Background information
- Born: 24 May Sidcup, Kent, England
- Genre: Rock
- Instruments: Bass; vocals; keyboards; guitar;
- Years active: 2002–present

= Iwan Gronow =

British musician

Iwan Gronow (born 24 May) is a British musician, writer and producer. A bass guitarist, he has previously been a member of Haven and Mutineers. Since 2013, he has been a member of Johnny Marr's band, which he joined with Haven drummer Jack Mitchell. He also formed Sea Fever in 2020.

== Career ==
Gronow appeared on the Mutineers' sole album, 2010's Friends, Lovers, Rivals, and on both albums by Haven: Between the Senses (2002) and All for a Reason (2004).

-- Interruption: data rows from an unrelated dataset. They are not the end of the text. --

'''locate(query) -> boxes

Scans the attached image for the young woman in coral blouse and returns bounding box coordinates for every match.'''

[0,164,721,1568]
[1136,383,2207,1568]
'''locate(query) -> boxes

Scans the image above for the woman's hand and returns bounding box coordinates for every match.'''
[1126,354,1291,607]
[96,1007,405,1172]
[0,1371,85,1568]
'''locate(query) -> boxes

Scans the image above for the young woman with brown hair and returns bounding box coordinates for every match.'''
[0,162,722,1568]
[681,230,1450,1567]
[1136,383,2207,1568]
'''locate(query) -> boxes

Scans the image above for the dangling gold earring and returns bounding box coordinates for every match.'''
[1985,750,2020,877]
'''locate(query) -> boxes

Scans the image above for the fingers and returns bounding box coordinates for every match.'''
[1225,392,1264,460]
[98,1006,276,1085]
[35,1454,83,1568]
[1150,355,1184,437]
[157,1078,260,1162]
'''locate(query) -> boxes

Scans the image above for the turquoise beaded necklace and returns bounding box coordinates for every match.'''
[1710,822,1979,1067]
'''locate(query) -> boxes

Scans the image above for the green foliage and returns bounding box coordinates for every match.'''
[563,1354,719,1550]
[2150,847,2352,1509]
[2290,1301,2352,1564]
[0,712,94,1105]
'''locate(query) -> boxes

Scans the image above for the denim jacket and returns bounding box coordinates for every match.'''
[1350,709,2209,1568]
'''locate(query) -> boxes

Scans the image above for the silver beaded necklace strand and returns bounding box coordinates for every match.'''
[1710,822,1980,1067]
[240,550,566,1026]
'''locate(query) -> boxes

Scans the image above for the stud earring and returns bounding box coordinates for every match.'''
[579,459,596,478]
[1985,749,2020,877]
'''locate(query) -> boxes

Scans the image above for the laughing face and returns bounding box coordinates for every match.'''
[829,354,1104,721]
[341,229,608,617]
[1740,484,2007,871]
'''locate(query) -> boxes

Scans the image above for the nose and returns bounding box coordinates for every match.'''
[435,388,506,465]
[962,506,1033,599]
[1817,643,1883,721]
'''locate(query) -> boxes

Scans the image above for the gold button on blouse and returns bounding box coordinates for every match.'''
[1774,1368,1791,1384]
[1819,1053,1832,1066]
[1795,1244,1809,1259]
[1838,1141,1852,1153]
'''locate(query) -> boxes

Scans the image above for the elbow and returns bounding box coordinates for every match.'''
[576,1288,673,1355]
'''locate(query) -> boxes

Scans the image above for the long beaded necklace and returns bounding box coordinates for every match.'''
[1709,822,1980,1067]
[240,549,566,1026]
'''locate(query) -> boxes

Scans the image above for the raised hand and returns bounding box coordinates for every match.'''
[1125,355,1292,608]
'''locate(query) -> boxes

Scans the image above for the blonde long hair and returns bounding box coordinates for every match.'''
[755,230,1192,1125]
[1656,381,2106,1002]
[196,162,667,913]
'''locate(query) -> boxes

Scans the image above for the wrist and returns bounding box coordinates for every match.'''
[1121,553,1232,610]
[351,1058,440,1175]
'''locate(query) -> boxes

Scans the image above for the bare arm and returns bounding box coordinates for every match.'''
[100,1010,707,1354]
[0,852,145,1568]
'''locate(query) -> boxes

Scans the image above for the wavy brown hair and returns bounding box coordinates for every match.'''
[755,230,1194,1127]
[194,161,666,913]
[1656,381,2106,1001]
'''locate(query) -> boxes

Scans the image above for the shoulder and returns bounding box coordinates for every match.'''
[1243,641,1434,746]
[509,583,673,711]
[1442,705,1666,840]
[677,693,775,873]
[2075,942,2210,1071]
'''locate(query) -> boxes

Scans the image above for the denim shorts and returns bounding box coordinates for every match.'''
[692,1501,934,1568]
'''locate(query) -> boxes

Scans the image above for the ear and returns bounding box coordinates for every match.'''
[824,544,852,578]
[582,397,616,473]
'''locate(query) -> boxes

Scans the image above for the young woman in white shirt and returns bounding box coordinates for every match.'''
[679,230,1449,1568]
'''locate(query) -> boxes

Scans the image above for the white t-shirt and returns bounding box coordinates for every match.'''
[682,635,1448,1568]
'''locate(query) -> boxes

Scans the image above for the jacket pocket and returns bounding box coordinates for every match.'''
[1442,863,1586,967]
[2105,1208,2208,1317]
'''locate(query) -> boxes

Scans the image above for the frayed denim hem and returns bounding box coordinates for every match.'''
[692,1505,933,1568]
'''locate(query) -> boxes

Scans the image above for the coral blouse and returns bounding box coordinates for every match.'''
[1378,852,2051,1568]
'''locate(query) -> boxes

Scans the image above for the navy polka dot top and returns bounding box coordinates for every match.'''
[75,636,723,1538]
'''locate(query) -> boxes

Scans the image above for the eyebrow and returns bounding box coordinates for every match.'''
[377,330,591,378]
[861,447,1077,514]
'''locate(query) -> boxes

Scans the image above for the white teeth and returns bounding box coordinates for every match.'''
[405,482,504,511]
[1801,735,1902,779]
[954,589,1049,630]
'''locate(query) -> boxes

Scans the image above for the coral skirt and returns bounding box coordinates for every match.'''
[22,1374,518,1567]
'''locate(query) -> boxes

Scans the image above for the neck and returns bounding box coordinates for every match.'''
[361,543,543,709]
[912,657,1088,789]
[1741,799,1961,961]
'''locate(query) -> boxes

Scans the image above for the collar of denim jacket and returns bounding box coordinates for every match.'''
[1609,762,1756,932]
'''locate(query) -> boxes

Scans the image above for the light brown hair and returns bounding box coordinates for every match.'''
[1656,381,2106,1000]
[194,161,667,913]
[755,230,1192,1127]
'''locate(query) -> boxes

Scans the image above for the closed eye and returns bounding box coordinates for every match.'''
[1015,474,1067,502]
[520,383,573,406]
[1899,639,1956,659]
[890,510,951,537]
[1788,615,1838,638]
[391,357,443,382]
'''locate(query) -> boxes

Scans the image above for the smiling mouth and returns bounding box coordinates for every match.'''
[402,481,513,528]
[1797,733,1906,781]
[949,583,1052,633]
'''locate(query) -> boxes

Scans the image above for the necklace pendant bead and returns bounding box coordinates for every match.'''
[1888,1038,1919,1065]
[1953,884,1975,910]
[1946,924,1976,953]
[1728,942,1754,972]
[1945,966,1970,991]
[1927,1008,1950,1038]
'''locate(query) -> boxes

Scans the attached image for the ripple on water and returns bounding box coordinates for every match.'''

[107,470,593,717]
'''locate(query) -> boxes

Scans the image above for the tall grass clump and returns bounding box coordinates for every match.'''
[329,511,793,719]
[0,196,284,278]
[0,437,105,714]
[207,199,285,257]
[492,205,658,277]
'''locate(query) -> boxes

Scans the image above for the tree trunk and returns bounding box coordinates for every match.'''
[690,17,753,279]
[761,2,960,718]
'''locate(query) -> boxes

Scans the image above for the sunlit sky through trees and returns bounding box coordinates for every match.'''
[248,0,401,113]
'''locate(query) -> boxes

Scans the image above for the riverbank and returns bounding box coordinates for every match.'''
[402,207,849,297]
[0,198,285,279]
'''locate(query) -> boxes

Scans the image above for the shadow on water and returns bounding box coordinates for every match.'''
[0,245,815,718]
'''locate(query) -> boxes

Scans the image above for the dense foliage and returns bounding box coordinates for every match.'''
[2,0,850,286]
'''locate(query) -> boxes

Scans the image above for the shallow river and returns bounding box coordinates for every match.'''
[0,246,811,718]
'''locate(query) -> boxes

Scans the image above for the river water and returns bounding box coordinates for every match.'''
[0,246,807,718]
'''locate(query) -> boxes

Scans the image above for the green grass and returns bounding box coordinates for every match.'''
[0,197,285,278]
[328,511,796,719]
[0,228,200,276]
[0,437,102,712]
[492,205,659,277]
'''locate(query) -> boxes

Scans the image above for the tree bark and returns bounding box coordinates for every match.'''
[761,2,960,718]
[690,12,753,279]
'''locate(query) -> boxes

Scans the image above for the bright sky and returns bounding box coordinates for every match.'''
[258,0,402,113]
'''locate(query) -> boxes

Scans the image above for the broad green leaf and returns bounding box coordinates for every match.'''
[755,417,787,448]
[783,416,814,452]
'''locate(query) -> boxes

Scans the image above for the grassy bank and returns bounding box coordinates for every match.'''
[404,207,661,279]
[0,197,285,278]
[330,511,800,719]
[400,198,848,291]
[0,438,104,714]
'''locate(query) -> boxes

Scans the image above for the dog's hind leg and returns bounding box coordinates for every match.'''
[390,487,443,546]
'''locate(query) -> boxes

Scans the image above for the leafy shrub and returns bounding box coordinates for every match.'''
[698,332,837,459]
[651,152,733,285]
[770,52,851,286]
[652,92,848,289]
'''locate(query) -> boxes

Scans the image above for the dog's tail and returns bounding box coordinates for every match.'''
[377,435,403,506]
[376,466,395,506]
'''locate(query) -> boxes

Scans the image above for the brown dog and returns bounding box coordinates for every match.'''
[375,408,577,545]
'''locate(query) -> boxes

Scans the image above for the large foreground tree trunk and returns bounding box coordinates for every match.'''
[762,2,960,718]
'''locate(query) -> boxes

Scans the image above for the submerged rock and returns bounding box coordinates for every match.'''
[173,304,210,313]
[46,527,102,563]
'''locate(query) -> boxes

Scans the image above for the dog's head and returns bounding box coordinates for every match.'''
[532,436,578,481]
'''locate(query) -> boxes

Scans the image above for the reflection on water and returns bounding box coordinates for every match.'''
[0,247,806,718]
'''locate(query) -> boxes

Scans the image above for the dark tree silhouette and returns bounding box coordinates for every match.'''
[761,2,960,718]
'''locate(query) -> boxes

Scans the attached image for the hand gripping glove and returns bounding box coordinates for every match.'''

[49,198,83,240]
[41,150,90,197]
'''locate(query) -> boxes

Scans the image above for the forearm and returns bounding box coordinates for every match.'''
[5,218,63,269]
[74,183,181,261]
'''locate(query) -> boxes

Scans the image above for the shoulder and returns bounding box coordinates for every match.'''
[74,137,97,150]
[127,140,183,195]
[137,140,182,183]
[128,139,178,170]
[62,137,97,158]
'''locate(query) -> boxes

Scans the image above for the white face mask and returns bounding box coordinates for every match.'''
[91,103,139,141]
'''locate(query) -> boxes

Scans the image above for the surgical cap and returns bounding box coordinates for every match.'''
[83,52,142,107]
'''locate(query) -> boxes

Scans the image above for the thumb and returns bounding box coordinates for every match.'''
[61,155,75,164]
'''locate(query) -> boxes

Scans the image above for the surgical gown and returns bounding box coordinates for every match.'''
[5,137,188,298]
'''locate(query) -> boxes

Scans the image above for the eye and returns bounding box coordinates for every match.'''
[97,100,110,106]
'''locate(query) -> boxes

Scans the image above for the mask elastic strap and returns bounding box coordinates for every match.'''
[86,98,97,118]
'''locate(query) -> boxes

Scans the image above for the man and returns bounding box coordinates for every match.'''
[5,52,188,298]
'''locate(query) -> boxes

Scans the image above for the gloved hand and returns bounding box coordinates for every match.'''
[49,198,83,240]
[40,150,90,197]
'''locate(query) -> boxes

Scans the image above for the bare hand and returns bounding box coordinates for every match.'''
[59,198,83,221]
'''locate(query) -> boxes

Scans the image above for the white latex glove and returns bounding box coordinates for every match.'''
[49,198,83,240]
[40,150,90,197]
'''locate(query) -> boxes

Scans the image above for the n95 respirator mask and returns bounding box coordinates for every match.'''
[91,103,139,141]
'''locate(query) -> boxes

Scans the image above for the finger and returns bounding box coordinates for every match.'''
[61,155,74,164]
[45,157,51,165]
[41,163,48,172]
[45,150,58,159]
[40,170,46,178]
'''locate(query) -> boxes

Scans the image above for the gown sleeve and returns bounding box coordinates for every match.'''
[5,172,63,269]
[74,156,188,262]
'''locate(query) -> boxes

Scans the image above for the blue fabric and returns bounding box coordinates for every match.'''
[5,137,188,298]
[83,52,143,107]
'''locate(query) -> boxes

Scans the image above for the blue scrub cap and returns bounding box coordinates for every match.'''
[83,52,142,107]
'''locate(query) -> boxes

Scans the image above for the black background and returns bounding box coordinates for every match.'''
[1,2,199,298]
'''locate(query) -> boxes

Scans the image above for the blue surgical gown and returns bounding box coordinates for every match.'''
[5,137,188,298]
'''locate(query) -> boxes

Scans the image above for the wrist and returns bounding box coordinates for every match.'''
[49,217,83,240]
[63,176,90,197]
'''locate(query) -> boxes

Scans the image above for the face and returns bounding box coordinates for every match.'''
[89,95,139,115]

He has appeared on five releases by Johnny Marr: studio albums Playland (2014), Call the Comet (2018), Fever Dreams Pts. 1-4 (2022) and live albums Adrenalin Baby (2015) and Look Out Live! (2025).

2020 saw Gronow become one of the founding members of Sea Fever, a collaboration between Beth Cassidy of Section 25, Tom Chapman of New Order, Phil Cunningham, also of New Order, and drummer Elliot Barlow. The band debuted their single "Crossed Wires" (a song featuring New Order drummer Stephen Morris) in October 2020 and the song has also been featured on Chris Hawkins's BBC 6 Music morning radio show. Their debut album is expected in the summer of 2021.

Gronow's debut solo single "In the Mire" was released on 13 September 2019. A second single, "Second Guess", was released on 22 November. "Highest Symbol" became the third single in April 2020.

Gronow's debut EP, Out on a Limb, was released on 2 October 2020. It includes the three singles above, plus three new tracks: "Lesser Known", "Out on a Limb" and "On the Mind". "On the Mind" dates back to Gronow's very first attempt at singing and writing lyrics.

Gronow's bass guitar is a 1970s Fender Precision.

==Personal life==
Originally from Sidcup, Kent, Gronow moved St Just in Penwith, Cornwall, when he was three years old. He moved north to Manchester in 2001.

Gronow married his partner, Lauren, in Mauritius on 25 May 2017. They had a child together in 2021.

He has named his favourite record as being Fun House by the Stooges.